Michelin North America Inc. and Sumitomo Corporation of Americas (SCOA) have agreed to combine their respective North American replacement tire distribution and related service operations in a 50-50 joint venture.
The new entity will be the second-largest player in the wholesale tire market in the United States, according to the companies.
Michelin and Sumitomo say the joint venture will provide better availability of tire products at all price points across North America, achieving greater scale in wholesale delivery for customers. The JV also will enable the two companies to enhance service quality, capacity and speed for customers.
The partnership will bring together Michelin’s wholesale tire and service network subsidiary Tire Centers LLC (TCi), which has more than 85 locations across the U.S., with Sumitomo Corp.’s TBC subsidiary, a marketer of tires for the automotive replacement market with 59 wholesale distribution centers and more than 2,400 North American retail locations.
“This partnership with SCOA will better position us to serve our retail customers and ensure that consumers have access to our products when and where they need them,” says Scott Clark, Michelin North America’s chairman and president.
“With this partnership, we can offer an expanded geographic footprint, a broader breadth and depth of product choices and better availability and increased delivery frequency. It will also allow us to provide better and faster service to our direct customers through an enhanced delivery service program.”
Sam Kato, senior vice president and general manager of the Auto and Aerospace Group at SCOA, says the joint venture further supports his company’s mobility strategy in a new, dynamic era in the automotive landscape.“In addition to the competitive edge this joint venture provides in the distribution arena, we believe Michelin's successful experiences in mobility services will add value to TBC. SCOA will continue to pursue investments which support our goal of integrated mobility solutions, such as this."
Strategic benefits of the transaction are expected to include the following:
- The joint venture will be a more competitive player in the growing North American tire wholesale and auto services sector, enabling growth in critical North American markets. The joint venture includes TBC’s Mexican wholesale business, TBC de Mexico, one of the largest wholesale distributors in a growing market.

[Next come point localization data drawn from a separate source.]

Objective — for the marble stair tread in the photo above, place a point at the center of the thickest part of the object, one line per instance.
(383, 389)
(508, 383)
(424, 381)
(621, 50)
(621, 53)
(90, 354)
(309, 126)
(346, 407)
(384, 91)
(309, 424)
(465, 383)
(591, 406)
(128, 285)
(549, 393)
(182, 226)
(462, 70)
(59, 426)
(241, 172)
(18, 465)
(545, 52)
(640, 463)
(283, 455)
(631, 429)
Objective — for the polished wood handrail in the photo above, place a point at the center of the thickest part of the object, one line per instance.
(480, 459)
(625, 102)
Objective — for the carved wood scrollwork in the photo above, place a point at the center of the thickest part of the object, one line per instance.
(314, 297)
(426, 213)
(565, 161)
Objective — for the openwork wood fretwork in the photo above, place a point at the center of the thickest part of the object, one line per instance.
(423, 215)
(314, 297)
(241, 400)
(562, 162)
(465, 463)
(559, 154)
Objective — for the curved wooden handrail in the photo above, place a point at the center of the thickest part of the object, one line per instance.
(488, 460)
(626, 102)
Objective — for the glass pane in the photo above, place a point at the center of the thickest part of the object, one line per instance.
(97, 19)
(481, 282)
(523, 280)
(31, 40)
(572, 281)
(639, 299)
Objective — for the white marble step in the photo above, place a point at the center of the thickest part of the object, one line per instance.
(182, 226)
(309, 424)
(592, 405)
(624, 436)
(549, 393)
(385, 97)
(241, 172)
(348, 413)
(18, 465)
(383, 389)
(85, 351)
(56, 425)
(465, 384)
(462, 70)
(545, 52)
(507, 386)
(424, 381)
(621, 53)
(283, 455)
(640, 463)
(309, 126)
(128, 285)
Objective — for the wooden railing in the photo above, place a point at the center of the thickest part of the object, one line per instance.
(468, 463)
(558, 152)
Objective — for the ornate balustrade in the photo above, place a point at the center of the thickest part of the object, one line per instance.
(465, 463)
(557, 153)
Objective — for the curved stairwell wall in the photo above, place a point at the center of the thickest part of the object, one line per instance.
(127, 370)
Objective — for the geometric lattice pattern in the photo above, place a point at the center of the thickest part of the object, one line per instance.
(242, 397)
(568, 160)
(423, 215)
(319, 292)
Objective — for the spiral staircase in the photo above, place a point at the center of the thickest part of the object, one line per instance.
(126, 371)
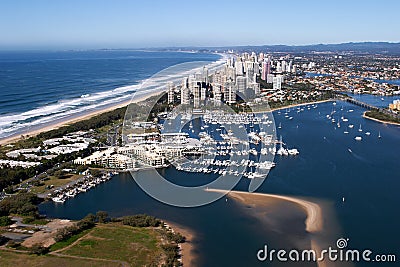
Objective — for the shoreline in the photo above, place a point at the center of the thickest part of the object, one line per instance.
(295, 105)
(314, 220)
(187, 248)
(319, 229)
(71, 120)
(378, 120)
(303, 104)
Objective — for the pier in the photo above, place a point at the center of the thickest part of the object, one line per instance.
(344, 97)
(361, 104)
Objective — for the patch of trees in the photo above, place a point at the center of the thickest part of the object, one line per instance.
(172, 253)
(141, 220)
(67, 232)
(5, 220)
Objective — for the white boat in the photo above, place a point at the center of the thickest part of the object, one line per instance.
(293, 151)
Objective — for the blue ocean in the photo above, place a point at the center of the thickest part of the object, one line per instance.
(38, 88)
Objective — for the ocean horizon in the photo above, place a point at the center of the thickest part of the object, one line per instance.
(41, 88)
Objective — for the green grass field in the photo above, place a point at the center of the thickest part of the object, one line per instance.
(14, 259)
(110, 244)
(137, 246)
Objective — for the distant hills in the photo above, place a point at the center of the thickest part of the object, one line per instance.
(357, 47)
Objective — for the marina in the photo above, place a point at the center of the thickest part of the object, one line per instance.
(60, 195)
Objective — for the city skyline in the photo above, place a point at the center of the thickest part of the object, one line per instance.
(133, 24)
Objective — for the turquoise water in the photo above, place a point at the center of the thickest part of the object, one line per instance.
(331, 165)
(42, 87)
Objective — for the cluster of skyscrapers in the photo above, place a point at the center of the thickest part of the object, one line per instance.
(237, 77)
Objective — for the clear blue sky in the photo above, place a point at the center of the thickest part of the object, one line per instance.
(156, 23)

- The deal will allow both companies to more effectively satisfy the needs of online consumers by combining distribution, reach and speed.
- The joint venture will also provide a foundation for coast-to-coast coverage of car and light truck service providers, addressing trends of growth in fleet maintenance and increasing complexity of service requirements and tire sizes.

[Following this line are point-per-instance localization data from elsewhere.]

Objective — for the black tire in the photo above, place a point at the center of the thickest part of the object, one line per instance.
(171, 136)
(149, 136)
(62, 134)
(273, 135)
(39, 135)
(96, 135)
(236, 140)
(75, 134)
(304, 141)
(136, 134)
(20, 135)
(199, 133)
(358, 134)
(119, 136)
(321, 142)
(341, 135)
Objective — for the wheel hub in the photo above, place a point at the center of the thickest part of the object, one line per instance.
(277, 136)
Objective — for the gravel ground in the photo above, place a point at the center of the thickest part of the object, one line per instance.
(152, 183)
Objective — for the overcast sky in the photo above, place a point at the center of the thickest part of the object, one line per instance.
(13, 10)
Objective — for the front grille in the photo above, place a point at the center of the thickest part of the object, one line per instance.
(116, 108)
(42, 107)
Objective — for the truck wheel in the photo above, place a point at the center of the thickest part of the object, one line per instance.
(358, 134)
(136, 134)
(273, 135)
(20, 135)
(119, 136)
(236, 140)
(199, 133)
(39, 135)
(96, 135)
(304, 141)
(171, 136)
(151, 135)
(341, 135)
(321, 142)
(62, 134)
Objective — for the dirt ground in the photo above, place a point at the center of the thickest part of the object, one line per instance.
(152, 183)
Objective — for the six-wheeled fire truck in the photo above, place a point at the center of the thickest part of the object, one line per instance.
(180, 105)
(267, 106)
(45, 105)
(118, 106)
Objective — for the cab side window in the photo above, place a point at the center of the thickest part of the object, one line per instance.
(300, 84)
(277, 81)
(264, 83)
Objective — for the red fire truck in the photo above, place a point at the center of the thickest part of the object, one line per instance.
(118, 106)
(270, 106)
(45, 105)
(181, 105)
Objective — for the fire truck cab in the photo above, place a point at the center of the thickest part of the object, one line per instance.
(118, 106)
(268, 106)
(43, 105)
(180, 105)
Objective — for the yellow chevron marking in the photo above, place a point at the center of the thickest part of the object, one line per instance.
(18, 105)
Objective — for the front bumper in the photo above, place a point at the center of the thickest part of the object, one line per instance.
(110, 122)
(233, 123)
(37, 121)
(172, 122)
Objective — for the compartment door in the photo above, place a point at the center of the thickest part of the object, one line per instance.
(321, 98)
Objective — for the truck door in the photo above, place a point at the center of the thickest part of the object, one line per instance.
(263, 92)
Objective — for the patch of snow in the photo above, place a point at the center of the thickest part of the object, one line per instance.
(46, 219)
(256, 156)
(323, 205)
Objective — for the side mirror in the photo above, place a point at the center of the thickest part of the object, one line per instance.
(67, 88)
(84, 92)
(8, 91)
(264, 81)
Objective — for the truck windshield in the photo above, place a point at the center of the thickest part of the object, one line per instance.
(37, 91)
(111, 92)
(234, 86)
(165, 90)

- The transaction will increase the companies’ market share and operational scale, positioning the joint venture for faster growth.
The joint venture will be managed under the direction of a six-member board of directors. Upon closing of the transaction, Michelin and Sumitomo Corporation of Americas will each appoint three members of the board.
Erik Olsen will lead the organization as CEO. Prior to the joint venture, Olsen was president and chief executive officer of TBC. TBC will continue to be headquartered in Palm Beach Gardens, Fla. Don Byrd will lead the newly formed NTW wholesale business as President and COO. Prior to his appointment, he was president & COO of TCi.
Through the joint venture, two profitable companies – TCi Wholesale and TBC – will be combined. Based upon the enterprise value of each business ($160 million for TCi Wholesale and $1,520 million for TBC), Michelin would contribute a cash payment of $630 million to SCOA and TCi Wholesale to equalize ownership in the JV.
The transaction is subject to customary approvals.